Whether you have mildly crooked teeth or a more complex bite issue, orthodontic treatment can help you get the healthier, straighter smile of your dreams!
Personalized Care for Your Smile Concerns
The reason our practice specializes in individualized care using custom treatments is because every patient’s smile is unique. Your orthodontic issues won’t be exactly the same as anyone else’s and you could even have a combination of problems. However, in general, these are the most common types of malocclusion we treat at our practice.
When the jaw is too small to fit all of the teeth, the teeth will move in the wrong directions as they try to squeeze in. They might stick out, overlap, or twist. Crowding can be caused by losing baby teeth too early or an imbalance in the tooth-to-jaw-size ratio, which is genetic.
Crowded, crooked teeth are difficult to properly brush and floss, increasing your risk of tooth decay and gum disease. Crowding can also lead to uneven wear of the enamel and leave any protruding teeth at risk for injury.
The good news is both LightForce braces and Invisalign® can fix crowded teeth by creating ideal spacing and alignment. If a baby tooth is lost early due to decay or injury, a dental space maintainer could help prevent crowding altogether.
Spacing is the opposite of crowding. It’s when there’s too much room in the jaw and you have spaces or gaps between two or more teeth. Spacing can be caused by genetics, oral habits like thumb sucking, and tooth loss.
Food and plaque can get caught in the spaces, making you prone to tooth decay and gum disease. Spacing can also cause bone loss in the jaw.
LightForce braces and Invisalign can close gaps between the teeth, giving you a perfectly spaced, healthy smile.
When the top front teeth stick out, or protrude, too far in front of the bottom teeth, it’s known as overjet. Overjet teeth, sometimes referred to as “buck teeth,” may be genetic or caused by oral habits, including tongue thrust, prolonged pacifier use, and thumb sucking.
Since overjet teeth stick out, they’re more likely to be damaged if you suffer facial trauma. The condition can also cause jaw pain and uneven wear of the enamel.

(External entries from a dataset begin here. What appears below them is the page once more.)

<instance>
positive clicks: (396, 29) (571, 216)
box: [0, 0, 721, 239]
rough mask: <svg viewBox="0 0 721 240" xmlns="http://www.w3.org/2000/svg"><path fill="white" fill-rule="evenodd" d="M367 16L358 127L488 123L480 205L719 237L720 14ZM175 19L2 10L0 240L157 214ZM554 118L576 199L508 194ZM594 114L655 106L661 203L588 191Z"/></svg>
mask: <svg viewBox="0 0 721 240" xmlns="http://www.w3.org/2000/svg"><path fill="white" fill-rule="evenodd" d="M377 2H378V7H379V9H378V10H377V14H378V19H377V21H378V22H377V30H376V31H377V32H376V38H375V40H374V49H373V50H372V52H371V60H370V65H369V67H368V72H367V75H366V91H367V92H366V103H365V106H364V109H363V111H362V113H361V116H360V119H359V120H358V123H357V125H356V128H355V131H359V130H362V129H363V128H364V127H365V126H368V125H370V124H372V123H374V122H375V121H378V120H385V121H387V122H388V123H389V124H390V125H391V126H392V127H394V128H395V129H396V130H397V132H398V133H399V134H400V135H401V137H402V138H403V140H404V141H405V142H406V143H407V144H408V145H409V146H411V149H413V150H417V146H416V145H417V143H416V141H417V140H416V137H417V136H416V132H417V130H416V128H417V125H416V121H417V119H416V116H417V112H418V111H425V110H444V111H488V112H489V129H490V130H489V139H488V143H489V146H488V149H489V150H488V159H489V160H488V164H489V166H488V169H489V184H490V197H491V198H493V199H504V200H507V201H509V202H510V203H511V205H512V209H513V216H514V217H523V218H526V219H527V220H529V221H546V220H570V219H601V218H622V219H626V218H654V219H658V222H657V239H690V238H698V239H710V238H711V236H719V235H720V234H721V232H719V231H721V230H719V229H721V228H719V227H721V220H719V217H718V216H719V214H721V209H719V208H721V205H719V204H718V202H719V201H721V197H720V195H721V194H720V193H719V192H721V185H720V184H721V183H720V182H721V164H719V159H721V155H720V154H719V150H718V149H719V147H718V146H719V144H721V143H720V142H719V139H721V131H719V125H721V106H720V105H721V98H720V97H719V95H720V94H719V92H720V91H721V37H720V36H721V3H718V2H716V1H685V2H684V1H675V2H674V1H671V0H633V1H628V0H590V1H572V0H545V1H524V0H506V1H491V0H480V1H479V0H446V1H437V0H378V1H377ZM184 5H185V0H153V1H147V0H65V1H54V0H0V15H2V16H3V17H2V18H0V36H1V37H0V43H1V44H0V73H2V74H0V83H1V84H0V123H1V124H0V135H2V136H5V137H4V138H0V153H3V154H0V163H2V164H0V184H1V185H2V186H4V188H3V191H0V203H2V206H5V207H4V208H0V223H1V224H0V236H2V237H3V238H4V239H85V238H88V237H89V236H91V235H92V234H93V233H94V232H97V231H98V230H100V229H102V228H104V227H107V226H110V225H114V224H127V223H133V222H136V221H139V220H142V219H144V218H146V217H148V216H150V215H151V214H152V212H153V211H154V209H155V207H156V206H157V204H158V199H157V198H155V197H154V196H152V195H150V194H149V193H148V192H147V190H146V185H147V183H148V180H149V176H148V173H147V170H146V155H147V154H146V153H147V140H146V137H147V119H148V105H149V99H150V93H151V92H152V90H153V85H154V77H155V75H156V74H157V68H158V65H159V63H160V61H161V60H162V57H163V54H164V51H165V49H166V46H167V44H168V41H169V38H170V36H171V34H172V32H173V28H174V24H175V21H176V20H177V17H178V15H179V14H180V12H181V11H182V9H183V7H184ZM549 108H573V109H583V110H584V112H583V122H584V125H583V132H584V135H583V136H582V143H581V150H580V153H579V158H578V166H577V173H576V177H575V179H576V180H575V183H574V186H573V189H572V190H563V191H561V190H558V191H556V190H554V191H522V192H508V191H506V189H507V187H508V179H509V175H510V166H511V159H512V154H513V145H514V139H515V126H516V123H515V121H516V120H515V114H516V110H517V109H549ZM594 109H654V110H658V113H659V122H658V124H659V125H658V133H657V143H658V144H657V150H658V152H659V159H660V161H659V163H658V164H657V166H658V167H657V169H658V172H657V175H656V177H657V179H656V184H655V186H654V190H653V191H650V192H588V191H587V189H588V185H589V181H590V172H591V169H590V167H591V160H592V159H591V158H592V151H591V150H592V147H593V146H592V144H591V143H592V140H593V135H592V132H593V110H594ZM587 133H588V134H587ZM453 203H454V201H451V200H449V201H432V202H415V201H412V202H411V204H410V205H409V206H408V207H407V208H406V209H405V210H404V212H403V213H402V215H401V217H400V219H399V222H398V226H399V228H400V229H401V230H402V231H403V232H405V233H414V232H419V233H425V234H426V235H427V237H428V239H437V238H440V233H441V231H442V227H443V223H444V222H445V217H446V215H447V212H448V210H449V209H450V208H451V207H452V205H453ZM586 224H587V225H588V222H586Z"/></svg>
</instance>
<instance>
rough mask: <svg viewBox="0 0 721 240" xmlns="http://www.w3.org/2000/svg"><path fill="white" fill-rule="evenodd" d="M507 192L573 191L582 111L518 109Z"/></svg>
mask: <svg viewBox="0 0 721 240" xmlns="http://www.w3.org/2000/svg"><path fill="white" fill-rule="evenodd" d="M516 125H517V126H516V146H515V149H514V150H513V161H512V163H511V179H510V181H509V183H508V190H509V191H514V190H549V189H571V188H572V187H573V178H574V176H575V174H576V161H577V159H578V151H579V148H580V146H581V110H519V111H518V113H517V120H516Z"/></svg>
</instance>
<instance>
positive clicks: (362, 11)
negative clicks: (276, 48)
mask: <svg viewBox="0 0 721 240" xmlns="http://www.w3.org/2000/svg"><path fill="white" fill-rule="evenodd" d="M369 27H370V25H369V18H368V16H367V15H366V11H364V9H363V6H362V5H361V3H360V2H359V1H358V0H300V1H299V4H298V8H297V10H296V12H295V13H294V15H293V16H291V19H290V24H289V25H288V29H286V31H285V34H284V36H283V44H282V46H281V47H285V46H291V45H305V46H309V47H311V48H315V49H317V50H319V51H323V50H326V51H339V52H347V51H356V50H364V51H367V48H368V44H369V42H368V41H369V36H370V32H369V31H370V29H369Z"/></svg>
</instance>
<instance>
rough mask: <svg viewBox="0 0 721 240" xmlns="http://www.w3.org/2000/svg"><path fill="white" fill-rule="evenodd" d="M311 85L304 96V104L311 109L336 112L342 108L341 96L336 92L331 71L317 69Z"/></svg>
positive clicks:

Dr. Piskai can fix overjet teeth with braces or Invisalign.
Overbite (Deep Bite)
Overbite refers to the degree that the top front teeth vertically overlap the bottom teeth. Some overlap is normal and actually ideal. but an excessive overbite, also called a deep bite, is a problem. In severe cases, the bottom teeth can bite into the roof of the mouth.
An excessive overbite is most commonly genetic; however, it can also be caused by teeth grinding and clenching (bruxism) or a missing lower tooth. If not treated, a deep bite may lead to an increased risk of tooth decay and gum disease, problems with chewing, excessive wear of the enamel, and jaw and temporomandibular joint (TMJ) pain. Certain types of overbites are also tied to obstructive sleep apnea.
An excessive overbite can sometimes be fixed using LightForce braces or Invisalign. However, when an overbite is moderate to severe and skeletal in nature (i.e., related to the size or position of the jaw), early intervention using certain orthodontic appliances may be needed. This can help kids avoid corrective jaw surgery later in life.
When a patient has an underbite, their lower jaw extends out further than their upper jaw, causing their bottom teeth to sit in front of their top teeth. Most commonly, an underbite is genetic and caused by the upper and lower jaw growing at different rates.
An untreated underbite can cause difficulty chewing, breathing, and speaking properly. It also strains the jaw joints and chewing muscles, potentially causing pain and TMJ dysfunction.
Identifying and treating an underbite while a patient is still growing is important. In a lot of cases, starting phase 1 orthodontic treatment in childhood will help patients get the best results and avoid the need for surgical correction in adulthood.
A crossbite is when one or more of the bottom teeth are in front of the top teeth. When it involves teeth towards the front of the mouth, it’s called an anterior crossbite, or front crossbite. When the teeth in the back of the mouth are affected, it’s known as a posterior crossbite, or back crossbite.
A crossbite can be caused by genetics, habits like prolonged thumb sucking, or trauma. It can lead to problems biting and chewing, jaw and TMJ pain, and uneven wear of the enamel. Patients often compensate by shifting their jaw to the side, so crossbites can also cause permanent changes to the facial structure.
Treatment will depend on the type of crossbite (anterior crossbite or posterior crossbite), the severity, and whether the problem is skeletal or dental. Some crossbites can be fixed with Invisalign or LightForce braces. In certain instances, however, phase 1 orthodontic treatment using a palatal expander could be necessary.
A patient is said to have an open bite when the top and bottom front teeth don’t meet when biting down. Open bites can be the result of oral habits like tongue thrust or aggressive, prolonged thumb sucking.
Having an open bite makes it hard to chew and bite into food. It also impacts speech and can cause jaw pain and premature wear of the teeth that do touch.
An open bite often responds well to braces or Invisalign. Occasionally, if the condition interferes with a young patient’s ability to eat and speak, early interceptive treatment may be recommended.